Sharing the Load in Movable Type: Some Speculation

I think you need at least two servers to run Moveable Type in a shared environment. Note: this is idle Sunday afternoon speculation.

Why: because the more posts you have, the more work there is to update all the static files in reaction to a change (new post, edit post, trackback, comment.) More weblogs on the server, more events, more inefficient CGI processeses. I know of people reporting that it takes them several minutes to rebuild their sites.

I think this an unanticipated consequence of Moveable Type’s success: there are plenty of shared servers running Apache under virtual hosting with hundreds of instances of Moveable Type’s cgi-bin scripts running at any moment.

Moveable Type’s innovation over Blogger was to keep the idea of the static rendering of your weblog, but move the generation to your server so that a failure at blogger.com did not disrupt all the weblog writers on the network.
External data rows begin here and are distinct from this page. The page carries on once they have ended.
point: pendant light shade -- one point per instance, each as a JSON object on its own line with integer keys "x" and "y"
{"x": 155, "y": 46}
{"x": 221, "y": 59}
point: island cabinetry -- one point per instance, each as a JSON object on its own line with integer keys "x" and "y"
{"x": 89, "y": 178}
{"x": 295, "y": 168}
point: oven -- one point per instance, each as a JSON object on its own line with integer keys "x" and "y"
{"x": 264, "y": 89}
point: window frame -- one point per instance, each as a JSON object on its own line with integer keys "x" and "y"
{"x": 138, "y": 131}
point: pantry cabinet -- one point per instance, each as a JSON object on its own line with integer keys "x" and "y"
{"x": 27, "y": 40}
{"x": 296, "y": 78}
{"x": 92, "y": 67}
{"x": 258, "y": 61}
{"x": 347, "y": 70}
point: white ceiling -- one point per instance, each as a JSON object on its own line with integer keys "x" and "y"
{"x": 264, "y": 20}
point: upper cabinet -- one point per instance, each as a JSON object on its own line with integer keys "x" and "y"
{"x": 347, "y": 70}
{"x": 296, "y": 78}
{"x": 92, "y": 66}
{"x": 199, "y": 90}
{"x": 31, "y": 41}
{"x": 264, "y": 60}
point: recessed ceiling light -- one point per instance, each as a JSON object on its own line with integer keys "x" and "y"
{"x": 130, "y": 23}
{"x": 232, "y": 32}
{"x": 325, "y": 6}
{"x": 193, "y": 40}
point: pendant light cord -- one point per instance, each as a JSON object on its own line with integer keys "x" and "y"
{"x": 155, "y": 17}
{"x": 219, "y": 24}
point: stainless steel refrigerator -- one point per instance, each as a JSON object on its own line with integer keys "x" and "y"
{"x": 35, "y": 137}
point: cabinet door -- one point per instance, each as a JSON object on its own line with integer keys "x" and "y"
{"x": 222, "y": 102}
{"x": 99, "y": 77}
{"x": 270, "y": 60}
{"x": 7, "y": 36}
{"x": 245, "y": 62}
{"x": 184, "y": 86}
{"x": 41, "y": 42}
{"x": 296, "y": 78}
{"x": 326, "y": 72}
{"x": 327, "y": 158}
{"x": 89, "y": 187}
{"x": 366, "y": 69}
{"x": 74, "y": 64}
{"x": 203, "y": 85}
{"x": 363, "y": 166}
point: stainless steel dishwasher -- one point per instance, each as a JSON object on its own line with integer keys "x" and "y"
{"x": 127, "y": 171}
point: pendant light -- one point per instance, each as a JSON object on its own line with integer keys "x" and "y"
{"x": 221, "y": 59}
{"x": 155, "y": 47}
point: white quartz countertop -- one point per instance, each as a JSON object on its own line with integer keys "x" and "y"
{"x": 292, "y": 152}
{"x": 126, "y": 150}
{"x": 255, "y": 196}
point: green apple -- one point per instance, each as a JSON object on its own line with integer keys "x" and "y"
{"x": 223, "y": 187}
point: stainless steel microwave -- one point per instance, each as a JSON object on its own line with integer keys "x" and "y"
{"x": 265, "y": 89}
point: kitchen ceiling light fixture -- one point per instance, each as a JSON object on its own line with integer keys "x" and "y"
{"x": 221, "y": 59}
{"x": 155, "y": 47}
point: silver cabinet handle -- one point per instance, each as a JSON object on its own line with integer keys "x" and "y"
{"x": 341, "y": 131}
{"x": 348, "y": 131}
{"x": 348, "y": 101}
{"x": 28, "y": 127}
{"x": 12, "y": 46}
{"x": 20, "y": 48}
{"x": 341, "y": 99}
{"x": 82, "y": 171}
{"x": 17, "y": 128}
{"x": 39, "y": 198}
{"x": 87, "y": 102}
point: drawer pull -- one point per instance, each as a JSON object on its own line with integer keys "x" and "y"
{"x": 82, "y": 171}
Generating pages, only when they change is a good idea, but this sort of caching can waste resources. Consider the case of a busy, comment-rich post. Posting a comment requires regenerating as many as four pages: the blog front page, the page with the post, the by-date archive page containing the post, and the page for each category to which the entry belongs.

Traffic to the comment thread, however, is most likely driven by other sites linking to the post, so a heavily commented post should focus caching on the post, not the other files.

You need finer levels of caching and invalidation in Moveable Type, and ways for multiple sites to share resources. My guess is that is what’s going on in Typepad.